It sometimes happens in the course of testimony: After what might have been a longer or misdirected answer, the witness will receive a stern admonition from either the questioning attorney, or worse, the judge: “Please listen carefully to the question and then simply answer ‘Yes’ or ‘No.'” That kind of penalty flag on the play can be a bit of a confidence killer, and it can reduce the witness’s credibility in the jury’s eyes, particularly when it comes from the judge. Of course, the court and the questioning attorney have a right to that direct answer, but, in my view, the witness also has a right to place their answer in context, to make any necessary qualifications, and most basically, to testify in their own words. The strict “Yes or No” takes that away.

I have written before that there are many ways a well-prepared witness can answer substantively that go beyond the restricted “Yes or No” that opposing counsel is looking for. But using that freedom depends on avoiding an instruction from the judge that boxes you into a one-word answer. Generally, that will happen when a witness has gone too far and is either not giving a direct answer, or is wandering far from the parameters of the question. Witnesses who obviously or clearly drift from or resist the question can expect to be shut down. In my view, avoiding that situation comes down to following three golden rules that I’ll outline in this post.

1. Make Sure You’re Answering and Not Rambling

That’s the first and most essential requirement: Do what the court and counsel have a right to expect you to do – answer the question. Often an unpracticed witness feels like they’re answering the question, but they’re skimming over the meaning, listening for the topic rather than the question, and supplying information that has not been directly requested. It takes preparation and immediate feedback, but with time the witness should know how to be specifically responsive, and not just generally relevant. The question creates a fence — stay inside that fence. You can be complete and can choose your own words within that fence, but don’t climb over the rail and wander into an adjacent field.

2. Put Your Direct Answer First

If the question is, “Are you involved in Smithco’s hiring process?” and the witness begins with, “At Smithco, the way the hiring process works is…” what follows may indeed be relevant to the question, and the witness may even come around to giving an answer. But beginning with something other than a direct “Yes,” “No,” “Sometimes,” or “It Depends” risks frustration on the part of the questionner, and that frustration can infect the judge and jury as well. The witness who begins with background information also risks being cut off before they get to an answer. So feel free to add context or to qualify, but let that explanation follow a direct answer to the question. Answer first, then explain.

3. Keep the Explanation Short

Sometimes an explanation is necessary, but don’t let that be a license to ramble, to answer questions that were not asked, or to jump into a new topic. Often the length and the substance of the explanation is a judgment call, and it takes practice for the witness to find the sweet spot in between “too little” and “too much” when it comes to their own words.
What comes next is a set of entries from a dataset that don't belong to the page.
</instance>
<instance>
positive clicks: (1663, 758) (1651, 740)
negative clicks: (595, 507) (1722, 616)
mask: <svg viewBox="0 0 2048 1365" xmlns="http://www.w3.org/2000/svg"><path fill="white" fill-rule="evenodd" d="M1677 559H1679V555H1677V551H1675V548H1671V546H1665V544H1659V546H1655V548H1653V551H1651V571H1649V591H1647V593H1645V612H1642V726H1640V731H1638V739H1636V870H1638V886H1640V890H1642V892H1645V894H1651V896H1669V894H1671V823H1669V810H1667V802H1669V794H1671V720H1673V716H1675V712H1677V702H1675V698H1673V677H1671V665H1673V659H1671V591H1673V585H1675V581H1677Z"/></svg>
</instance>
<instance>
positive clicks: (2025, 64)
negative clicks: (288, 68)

As a general rule, in cross-examination witnesses should stick to a single sentence. I have also heard it expressed as the “one breath rule,” meaning if you are pausing to reload your lungs, then chances are good that you’re saying too much and drifting beyond the question. This means that the fully detailed explanation may need to wait, and that is okay. In cross-examination, jurors just need to know that there is an explanation — fully understanding it can wait for direct or re-direct.

Of course, a judge who is having a bad day can still shut down a witness who is doing their best to be responsive in their own words. And, clearly, if a judge does insist on limiting the witness to just “Yes” or “No,” then the best they can do is to comply now and explain later in response to more open-ended questioning from their own lawyer. But typically, the full shut-down occurs in response to a witness who isn’t clearly answering: Follow these three rules, and you minimize the chances of that constriction.